Güncelleme Tarihi: 23 Ekim 2021
Türkiye modasına yön veren, Türk tasarımcılara ilham veren ve Türk tasarım gücünü dünya çapında temsil eden Mehtap Elaidi, serüven tadında çıktığı moda yolculuğunda 20. Yılını kutluyor.
Türkiye’de sürdürülebilirlik kavramı daha konuşulmazken zamansız tasarım felsefesi ile tasarım yapan, kendine has tekniği ve kişisel estetik birikimiyle bu tasarımları marka çatısı altında bir araya getiren tasarımcı ile 20 seneyi birkaç soruda özetlemeye çalıştık.
Türk moda sektörüne ve Türk tasarımcılara, kendi markasına verdiği ölçüde emek veren Mehtap Elaidi’nin moda dolu 20 yılını kutluyoruz.
20 sene önce bilmediğin bir sektöre cahil cesaretiyle giriş yaptığını söylüyorsun. İtici güç ne idi?
Moda benim çocukluk hayalimdi ama bir şekilde hayat beni farklı yönlere çektiği için arka plana atmıştım. O dönem ilk kariyerimi sonlandırmıştım ve elimde de bu işe yatırabileceğim bir birikimim vardı. Kendime ödül vermek istediğim bir dönemden geçiyordum ve kendimi ödüllendirmeye karar vermiştim.
Bilgi eksikliğini avantaja çevirdiğinden bahsediyorsun? Bunu detaylandırabilir misin?

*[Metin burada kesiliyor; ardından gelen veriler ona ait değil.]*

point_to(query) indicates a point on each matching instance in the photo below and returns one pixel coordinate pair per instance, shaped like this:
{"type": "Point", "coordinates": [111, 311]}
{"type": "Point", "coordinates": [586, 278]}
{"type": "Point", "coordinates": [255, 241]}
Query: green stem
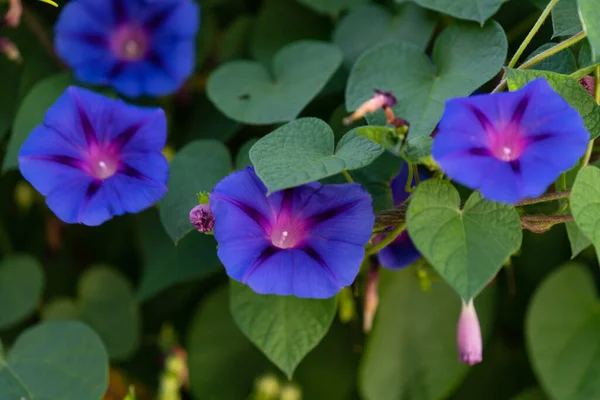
{"type": "Point", "coordinates": [387, 240]}
{"type": "Point", "coordinates": [545, 198]}
{"type": "Point", "coordinates": [347, 176]}
{"type": "Point", "coordinates": [408, 184]}
{"type": "Point", "coordinates": [532, 33]}
{"type": "Point", "coordinates": [542, 56]}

Atölyemde bir modelistim ve model makinacım vardı. Çizimim de her zaman kendimi ifade edecek kadar iyiydi fakat benim çizdiğim şeyleri istediğim şekilde yapmaktansa kendilerine öğretildiği gibi uygulama yapmak istiyorlardı. O noktada ben neyin yapılabilip neyin yapılamayacağına dair bir bilgi barındırmadığım için kendi istediğim şekillerde ısrar ediyordum ve çoklukla onları ikna edebilmek için sonradan adının derapaj tekniği olduğunu öğrendiğim teknikle uğraşıyor ve onlara bu hali üzerinden çalışmalarını söylüyordum. Genelde ben modeli cansız manken üzerinde özümlüyordum ve modelistim bunu kalıba döküyordu. Sonradan bunlara deneysel kuplar dendiğini öğrendim ve en kuvvetli noktamın da bu olduğunu fark ettim. Bugüne kadar da hala aynı tasarım dilini kullanmaya devam ediyoruz marka olarak.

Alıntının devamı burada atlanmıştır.